Welcome Guest. Please Login or Register. Apr 5th, 2018, 9:53pm
ATTENTION MEMBERS: Conforums will be closing it doors and discontinuing its service on April 15, 2018. Ad-Free has been deactivated. Outstanding Ad-Free credits will be reimbursed to respective payment methods.
If you require a dump of the post on your message board, please come to the support board and request it.
Subtraction
« Thread started on: Feb 16th, 2017, 4:53pm »
Hello,
Can somebody please tell me why the following IF statement does not display the text "Hello!"? I guess it's something to do with the numbers not being integers, but I'm not sure...
Code:
IF 0.3 - 0.2 = 0.1 THEN
PRINT "Hello!"
ENDIF
Thanks, Josh
Logged
Zaphod Guest
Re: Subtraction
« Reply #1 on: Feb 16th, 2017, 5:05pm »
Yes, the answer is that computers use floating point calculations so the result is not actually 0.1 but probably something like 0.0999999999998 and therefore fails the test. Try PRINT 0.3-0.2-0.1 It should be zero but isn't exactly.

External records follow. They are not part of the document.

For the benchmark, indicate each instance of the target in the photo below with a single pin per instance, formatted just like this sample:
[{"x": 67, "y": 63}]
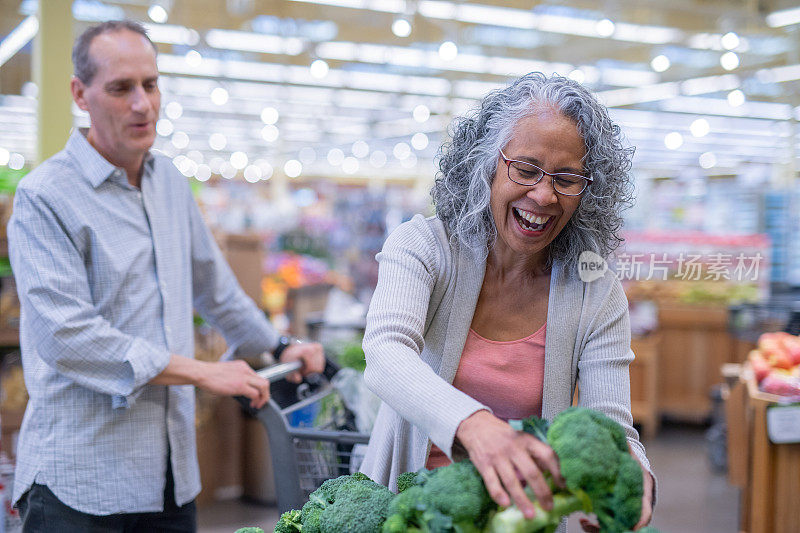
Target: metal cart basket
[{"x": 304, "y": 457}]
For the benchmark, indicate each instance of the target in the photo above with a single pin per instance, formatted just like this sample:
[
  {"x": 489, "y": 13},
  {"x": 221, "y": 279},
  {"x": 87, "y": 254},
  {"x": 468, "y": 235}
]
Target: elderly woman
[{"x": 480, "y": 315}]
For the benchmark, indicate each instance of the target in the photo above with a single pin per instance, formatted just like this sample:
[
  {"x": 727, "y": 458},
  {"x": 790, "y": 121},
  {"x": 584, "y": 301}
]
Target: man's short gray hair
[
  {"x": 468, "y": 162},
  {"x": 84, "y": 66}
]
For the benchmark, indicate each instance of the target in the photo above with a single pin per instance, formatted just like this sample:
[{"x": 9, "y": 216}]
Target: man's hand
[{"x": 312, "y": 356}]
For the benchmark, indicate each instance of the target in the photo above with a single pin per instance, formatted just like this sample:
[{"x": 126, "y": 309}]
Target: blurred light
[
  {"x": 736, "y": 98},
  {"x": 377, "y": 159},
  {"x": 193, "y": 58},
  {"x": 265, "y": 167},
  {"x": 293, "y": 168},
  {"x": 269, "y": 115},
  {"x": 173, "y": 110},
  {"x": 350, "y": 165},
  {"x": 319, "y": 69},
  {"x": 401, "y": 151},
  {"x": 203, "y": 173},
  {"x": 335, "y": 157},
  {"x": 219, "y": 96},
  {"x": 217, "y": 141},
  {"x": 238, "y": 160},
  {"x": 729, "y": 60},
  {"x": 448, "y": 51},
  {"x": 164, "y": 127},
  {"x": 578, "y": 75},
  {"x": 157, "y": 14},
  {"x": 419, "y": 141},
  {"x": 707, "y": 159},
  {"x": 227, "y": 171},
  {"x": 700, "y": 127},
  {"x": 360, "y": 149},
  {"x": 252, "y": 174},
  {"x": 270, "y": 133},
  {"x": 401, "y": 27},
  {"x": 180, "y": 140},
  {"x": 16, "y": 161},
  {"x": 660, "y": 63},
  {"x": 216, "y": 164},
  {"x": 784, "y": 17},
  {"x": 673, "y": 140},
  {"x": 307, "y": 155},
  {"x": 605, "y": 28},
  {"x": 729, "y": 41},
  {"x": 422, "y": 113},
  {"x": 409, "y": 162}
]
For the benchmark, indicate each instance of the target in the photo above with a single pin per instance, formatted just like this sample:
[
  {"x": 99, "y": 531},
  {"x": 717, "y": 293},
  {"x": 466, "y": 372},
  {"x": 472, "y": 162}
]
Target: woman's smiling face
[{"x": 528, "y": 219}]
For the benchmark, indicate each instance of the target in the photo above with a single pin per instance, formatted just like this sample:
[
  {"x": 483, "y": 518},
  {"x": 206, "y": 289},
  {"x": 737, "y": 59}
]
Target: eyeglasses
[{"x": 528, "y": 174}]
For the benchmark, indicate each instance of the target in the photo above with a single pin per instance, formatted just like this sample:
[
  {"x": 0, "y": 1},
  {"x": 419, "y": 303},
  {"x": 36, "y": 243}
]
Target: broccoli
[
  {"x": 289, "y": 522},
  {"x": 600, "y": 474},
  {"x": 450, "y": 498}
]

Integer arithmetic works, decimal does not exactly but may differ in the last digits that you can't see most of the time. So you either need to bump up the numbers to be integers or look for the result to be between defined bands that allow for the error.
You can use something like ABS( result -target)< precision needed. IF ABS(X-0.1)< 0.001
Re: Subtraction
« Reply #2 on: Feb 16th, 2017, 7:39pm »
Thanks Zaphod; it makes sense to me now.
Something like this seems to fix the problem:
Code:
IF FNroundto1dp(0.3 - 0.2) = 0.1 THEN
PRINT "Hello!"
ENDIF
END
DEF FNroundto1dp(num)
num% = num*10
= num%/10
Logged
Zaphod Guest
Re: Subtraction
« Reply #3 on: Feb 16th, 2017, 8:53pm »
Now be very careful as when you assign a floating point number to an integer variable then it truncates the decimal part.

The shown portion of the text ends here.